The governor’s proposal, which came close to meeting the funding request of California’s 112 community colleges but also fell short of what the California State University sought, ensures that higher-education funding will remain a contentious topic in Sacramento in coming months.

Brown said the increases he was promising the two university systems were contingent on their leaders not raising tuition. The University of California’s governing board late last year agreed to hike tuition for California residents by $612 to $12,804 for the 2015-16 school year and by as much as 5 percent in each of the following four years unless the state kicked in more money.

Although Brown said he expects the Board of Regents to reverse its decision, University of California Student Association President Jefferson Kuoch-Seng, a student at UC Merced, was not optimistic.

“I honestly don’t think they will be willing to play his game, and he is definitely not playing their game,” Kuoch-Seng said. “The ball is in both their courts, and students are still in the middle.”

Legislative leaders have proposed various solutions, including significantly increasing the rates for out-of-state students and redirecting funds from a new scholarship program for families making up to $150,000 a year.

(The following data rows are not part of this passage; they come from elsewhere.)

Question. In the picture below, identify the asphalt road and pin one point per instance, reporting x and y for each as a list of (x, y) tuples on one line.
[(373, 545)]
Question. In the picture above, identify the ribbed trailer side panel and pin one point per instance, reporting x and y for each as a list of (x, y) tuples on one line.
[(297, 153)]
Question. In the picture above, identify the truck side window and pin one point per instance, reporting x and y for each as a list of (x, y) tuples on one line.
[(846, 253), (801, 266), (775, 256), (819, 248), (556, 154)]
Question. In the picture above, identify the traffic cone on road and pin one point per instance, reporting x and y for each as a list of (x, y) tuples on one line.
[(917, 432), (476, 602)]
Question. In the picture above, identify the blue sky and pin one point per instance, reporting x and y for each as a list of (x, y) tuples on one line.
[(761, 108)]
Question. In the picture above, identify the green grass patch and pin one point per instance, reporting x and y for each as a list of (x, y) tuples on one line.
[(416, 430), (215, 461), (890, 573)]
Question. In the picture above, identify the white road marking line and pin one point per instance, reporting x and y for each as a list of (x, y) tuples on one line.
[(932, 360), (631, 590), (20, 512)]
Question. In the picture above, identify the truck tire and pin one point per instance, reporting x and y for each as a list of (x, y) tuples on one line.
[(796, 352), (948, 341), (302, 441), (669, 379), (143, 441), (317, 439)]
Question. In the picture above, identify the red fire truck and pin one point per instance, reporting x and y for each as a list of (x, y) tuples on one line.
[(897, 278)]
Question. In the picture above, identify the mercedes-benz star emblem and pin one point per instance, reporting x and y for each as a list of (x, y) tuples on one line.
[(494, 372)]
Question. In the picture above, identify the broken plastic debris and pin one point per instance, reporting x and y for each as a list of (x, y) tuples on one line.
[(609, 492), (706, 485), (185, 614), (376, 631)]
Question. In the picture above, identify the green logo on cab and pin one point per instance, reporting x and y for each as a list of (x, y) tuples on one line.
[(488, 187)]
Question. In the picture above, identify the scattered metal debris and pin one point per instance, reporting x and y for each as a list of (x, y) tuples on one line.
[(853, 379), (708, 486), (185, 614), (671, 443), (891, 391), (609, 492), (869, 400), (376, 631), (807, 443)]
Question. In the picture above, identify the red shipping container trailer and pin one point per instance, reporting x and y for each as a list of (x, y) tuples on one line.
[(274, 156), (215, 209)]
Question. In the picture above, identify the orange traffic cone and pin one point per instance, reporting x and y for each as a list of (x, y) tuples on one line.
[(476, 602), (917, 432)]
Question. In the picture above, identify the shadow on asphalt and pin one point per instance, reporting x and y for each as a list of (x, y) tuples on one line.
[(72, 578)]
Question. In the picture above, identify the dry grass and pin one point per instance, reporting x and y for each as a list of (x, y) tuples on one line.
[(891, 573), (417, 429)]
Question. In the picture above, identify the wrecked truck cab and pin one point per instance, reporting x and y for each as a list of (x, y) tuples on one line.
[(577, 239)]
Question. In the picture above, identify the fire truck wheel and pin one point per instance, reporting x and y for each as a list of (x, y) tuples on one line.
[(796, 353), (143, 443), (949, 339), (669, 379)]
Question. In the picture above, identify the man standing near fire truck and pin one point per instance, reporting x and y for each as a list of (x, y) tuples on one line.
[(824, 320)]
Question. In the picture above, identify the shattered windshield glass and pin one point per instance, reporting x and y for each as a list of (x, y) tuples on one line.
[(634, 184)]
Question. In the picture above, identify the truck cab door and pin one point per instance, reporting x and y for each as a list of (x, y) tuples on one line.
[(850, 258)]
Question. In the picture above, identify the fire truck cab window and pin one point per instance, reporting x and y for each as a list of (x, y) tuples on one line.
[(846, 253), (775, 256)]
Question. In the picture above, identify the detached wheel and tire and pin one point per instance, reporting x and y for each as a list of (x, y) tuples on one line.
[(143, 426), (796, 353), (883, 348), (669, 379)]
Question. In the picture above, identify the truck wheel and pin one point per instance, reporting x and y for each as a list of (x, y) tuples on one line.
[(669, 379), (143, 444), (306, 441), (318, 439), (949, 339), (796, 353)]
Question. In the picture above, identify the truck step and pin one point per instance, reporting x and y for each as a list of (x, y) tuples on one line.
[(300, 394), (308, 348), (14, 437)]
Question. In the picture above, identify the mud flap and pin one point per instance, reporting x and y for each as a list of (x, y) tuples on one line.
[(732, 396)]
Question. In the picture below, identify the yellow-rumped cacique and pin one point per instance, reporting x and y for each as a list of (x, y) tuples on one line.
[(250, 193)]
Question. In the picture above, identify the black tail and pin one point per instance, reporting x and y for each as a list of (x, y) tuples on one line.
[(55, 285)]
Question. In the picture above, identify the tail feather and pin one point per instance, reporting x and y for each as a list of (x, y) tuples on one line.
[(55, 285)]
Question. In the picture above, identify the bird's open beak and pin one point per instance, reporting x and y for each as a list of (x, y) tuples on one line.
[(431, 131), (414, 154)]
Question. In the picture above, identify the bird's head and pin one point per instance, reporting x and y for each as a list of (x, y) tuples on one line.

The California State University system would also get $120 million more next year under Brown’s budget, $97 million less than Chancellor Timothy White said was needed for enrollment growth at the 23 CSU campuses and to meet the governor’s goal of increasing the number of students who complete their degrees.

Unlike Napolitano and the UC regents, CSU officials have not yet discussed raising tuition.

California’s huge community college system and K-12 public schools, which endured crippling cuts during the economic downturn, fared better under Brown’s budget blueprint.

The governor earmarked an increase of 8 percent, or about $800 million, for the state’s 112 community colleges. The system’s chancellor, Brice Harris, called it California’s best community college budget in years. He said it would create space for an additional 45,000 more students.

Brown’s proposal boosts average per-pupil expenditures in K-12 schools and includes $1.1 billion for implementation of Common Core, the new math and reading benchmarks adopted by much of the nation. It also provides $4 billion under a new funding formula that channels additional money to schools with high numbers of students with low family incomes, living in foster care or learning to speak English.

School districts with the most disadvantaged students will experience the biggest gains, but some higher-income districts could still have a hard time maintaining their current level of programming, said Bill Lucia, former executive director of the state board of education and current president of EdVoice, a nonprofit organization.

“The new money is not going back to the way it used to be,” Lucia said. “There will be this unevenness.”